China moves back troops by 2-2.5 km; both armies disengage at some locations – Indian Defence Research Wing

SOURCE: INDIA.COM

Finding a way to resolve the border dispute at Eastern Ladakh, India and China on Tuesday started disengaging their troops at multiple locations in the area.  The move to retreat the army from the locations comes at a time when both sides are engaged in military-level talks to resolve the month-long dispute.

As per updates, another round of talks between the Indian and Chinese armies are also going to be held later this week at the Patroling point 14 (Galwan area), Patrolling point 15 and Hot Springs area. Also Read – Ladakh Standoff: Won’t Tolerate India’s Pride Getting Affected, Talks With China in Progress, Says Rajnath Singh As per reports, Chinese Army has pulled back its troops from the Galwan Valley, PP-15 and Hot Springs in Eastern Ladakh area by 2 to 2.5 kilometres.

On the other hand, India has also retreated some of its troops and vehicles from the areas. Troops and infantry combat vehicles moved back by 2.5 km by People’s Liberation Army in Galwan area, Patrolling Point 15 and Hot Springs area. India has also moved some of its troops back, top government sources told news agency ANI.
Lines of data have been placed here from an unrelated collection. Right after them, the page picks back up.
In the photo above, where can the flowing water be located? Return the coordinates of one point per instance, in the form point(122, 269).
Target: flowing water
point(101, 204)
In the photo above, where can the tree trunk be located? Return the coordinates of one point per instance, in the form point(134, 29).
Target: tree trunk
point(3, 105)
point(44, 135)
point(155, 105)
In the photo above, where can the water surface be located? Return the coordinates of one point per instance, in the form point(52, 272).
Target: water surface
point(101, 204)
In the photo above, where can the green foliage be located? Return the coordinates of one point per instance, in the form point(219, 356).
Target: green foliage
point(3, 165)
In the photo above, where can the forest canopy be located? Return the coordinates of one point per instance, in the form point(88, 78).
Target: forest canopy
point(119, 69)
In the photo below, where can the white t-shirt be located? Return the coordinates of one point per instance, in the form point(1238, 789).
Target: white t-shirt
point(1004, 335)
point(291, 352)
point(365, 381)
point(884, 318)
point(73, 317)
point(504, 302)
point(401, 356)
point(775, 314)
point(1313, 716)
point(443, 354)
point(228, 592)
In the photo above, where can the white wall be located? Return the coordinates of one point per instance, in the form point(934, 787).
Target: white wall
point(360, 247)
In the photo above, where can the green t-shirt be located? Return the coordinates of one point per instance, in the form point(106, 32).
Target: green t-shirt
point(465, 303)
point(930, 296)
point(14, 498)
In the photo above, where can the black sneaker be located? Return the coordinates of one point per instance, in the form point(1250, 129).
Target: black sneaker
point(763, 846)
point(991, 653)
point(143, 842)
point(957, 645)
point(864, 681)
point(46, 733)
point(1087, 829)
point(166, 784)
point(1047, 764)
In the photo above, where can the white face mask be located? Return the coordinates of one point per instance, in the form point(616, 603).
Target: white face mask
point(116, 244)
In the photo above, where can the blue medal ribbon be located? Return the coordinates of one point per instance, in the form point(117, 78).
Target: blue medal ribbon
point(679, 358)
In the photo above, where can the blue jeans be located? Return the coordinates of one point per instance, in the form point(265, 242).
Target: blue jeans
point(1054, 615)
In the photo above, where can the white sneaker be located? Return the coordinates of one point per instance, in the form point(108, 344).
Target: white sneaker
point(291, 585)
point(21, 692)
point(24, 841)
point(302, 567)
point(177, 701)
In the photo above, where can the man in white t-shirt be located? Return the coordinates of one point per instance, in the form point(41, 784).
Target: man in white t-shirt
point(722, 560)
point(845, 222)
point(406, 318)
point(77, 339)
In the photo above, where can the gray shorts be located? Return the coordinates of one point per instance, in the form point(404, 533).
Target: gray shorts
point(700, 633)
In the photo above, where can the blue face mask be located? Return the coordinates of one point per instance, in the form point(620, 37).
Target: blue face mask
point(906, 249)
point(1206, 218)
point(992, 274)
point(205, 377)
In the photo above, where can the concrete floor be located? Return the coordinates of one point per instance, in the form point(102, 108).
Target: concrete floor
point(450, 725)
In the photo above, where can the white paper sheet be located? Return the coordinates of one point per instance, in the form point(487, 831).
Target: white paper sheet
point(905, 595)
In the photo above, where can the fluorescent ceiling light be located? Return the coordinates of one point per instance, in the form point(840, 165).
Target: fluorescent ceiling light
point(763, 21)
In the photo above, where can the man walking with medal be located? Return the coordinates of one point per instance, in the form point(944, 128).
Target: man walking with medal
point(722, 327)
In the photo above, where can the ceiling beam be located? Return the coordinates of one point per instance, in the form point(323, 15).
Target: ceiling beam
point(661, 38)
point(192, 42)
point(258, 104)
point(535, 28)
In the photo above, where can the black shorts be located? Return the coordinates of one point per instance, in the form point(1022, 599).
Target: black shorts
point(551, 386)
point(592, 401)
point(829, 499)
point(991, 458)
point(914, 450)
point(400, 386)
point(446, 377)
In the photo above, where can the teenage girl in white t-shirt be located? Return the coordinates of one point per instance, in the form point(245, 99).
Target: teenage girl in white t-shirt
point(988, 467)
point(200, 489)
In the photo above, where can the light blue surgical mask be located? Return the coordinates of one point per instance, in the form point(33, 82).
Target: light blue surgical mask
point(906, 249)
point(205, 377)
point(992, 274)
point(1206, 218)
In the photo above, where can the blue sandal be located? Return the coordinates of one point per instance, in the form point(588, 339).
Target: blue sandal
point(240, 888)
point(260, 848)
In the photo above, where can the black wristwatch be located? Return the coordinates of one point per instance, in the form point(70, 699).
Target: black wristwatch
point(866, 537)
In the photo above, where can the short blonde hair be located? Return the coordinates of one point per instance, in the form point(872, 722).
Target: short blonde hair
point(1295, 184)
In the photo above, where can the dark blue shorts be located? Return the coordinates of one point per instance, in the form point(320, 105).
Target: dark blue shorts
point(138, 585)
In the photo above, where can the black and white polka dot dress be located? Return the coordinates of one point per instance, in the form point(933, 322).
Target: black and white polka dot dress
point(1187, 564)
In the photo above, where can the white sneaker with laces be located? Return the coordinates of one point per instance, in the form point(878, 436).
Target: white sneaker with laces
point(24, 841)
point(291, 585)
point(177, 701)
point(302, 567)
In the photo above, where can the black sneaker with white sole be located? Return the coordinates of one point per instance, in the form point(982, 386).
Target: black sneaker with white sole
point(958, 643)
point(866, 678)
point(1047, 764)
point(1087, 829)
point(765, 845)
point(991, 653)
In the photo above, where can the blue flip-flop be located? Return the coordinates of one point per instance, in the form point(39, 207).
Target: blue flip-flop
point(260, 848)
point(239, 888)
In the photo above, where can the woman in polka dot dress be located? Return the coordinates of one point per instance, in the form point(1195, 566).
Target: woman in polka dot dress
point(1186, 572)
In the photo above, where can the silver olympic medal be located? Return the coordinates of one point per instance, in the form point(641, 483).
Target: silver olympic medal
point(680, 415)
The development comes a day after Defence Minister Rajnath Singh said that India wants a resolution to the decades-old border issue with China as soon as possible even as he described as “positive” last week’s high-level military dialogue between the two sides on the current “tussle” in eastern Ladakh.

However, he asserted that the Central government will not allow India’s pride and self-respect to be hurt at any cost, in an apparent reference to the border row with China in eastern Ladakh.

The India-China border dispute covers the 3,488-km-long LAC. China claims Arunachal Pradesh as part of southern Tibet while India contests it.

Both sides have been asserting that pending the final resolution of the boundary issue, it is necessary to maintain peace and tranquillity in the border areas.

“India’s policy has been to not hurt anyone’s dignity and honour. At the same time, we do not allow the country’s honour and self-respect to be hurt,” Rajnath said.

On the other hand, China said there is a need to implement the consensus reached between the two countries.

The remarks of China’s Foreign Ministry spokesperson Hua Chunying came two days after a marathon military dialogue between India and China was held to peacefully resolve the current border standoff in accordance with bilateral agreements.

“One consensus is that the two sides need to implement the two leaders consensus and make sure that differences do not escalate into disputes,” Hua said, apparently referring to the directions of Chinese President Xi Jinping and Prime Minister Narendra Modi after their two informal summits, asking the militaries of the two countries to take more confidence building measures to maintain peace and tranquillity along the borders.

The Chinese Foreign Ministry spokesperson further said that the “two sides will work to maintain peace and tranquillity along the border and create a good atmosphere”.